# Graphing Histograms with # Bins (General Question)

1. Oct 1, 2013

### doubled

If you're given a set of data and asked to plot the histogram with x amount of bins. How do you determine which range each bin covers?

2. Oct 1, 2013

### Staff: Mentor

I think that depends on what you're trying to show.

Say you had data for a whole range of people from infants to centenarians.

You could bin by:
- every ten years
- every 20 years

or you could define age ranges:
- infants 0-8 years
- preteens 9-15
- teens 16-21
- yuppies 22-50,
- baby boomers 51-64
- seniors 65-80
- centenarians 81-100+

The binning choice is yours use it wisely to convey what you need to convey.

3. Oct 1, 2013

### doubled

Thanks.

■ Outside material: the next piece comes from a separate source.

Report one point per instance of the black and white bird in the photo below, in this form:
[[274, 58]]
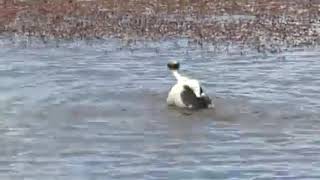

The width of each bin should be the same right?

4. Oct 2, 2013

### Ray Vickson

No, not necessarily. Look at the previous posting. Are the bin widths for teens the same as for yuppies or baby boomers?

5. Oct 2, 2013

### doubled

Ah I see. I see. So I guess it's a subjective thing.

I was given a problem with the following 10 data ptns:
289.1 269.6 270.7 277.5 279 267.8 283.7 271 261.9 282.6

I attached this problem.

I was asked to "calculate and plot the histogram with 3 bins."
I'm not sure what they mean by calculate. Think it's just an unnecessary word in the instructions.

Anyway, I was given a template for the plot. On the x-axis the template they gave goes from 260-290 in increments of 5. So from common sense I would have my ranges as 260-270, 270-280, 290-300.

If you're given a template with the maximum and minimum values, would it set the range as the (maximum-minimum)/# of bins?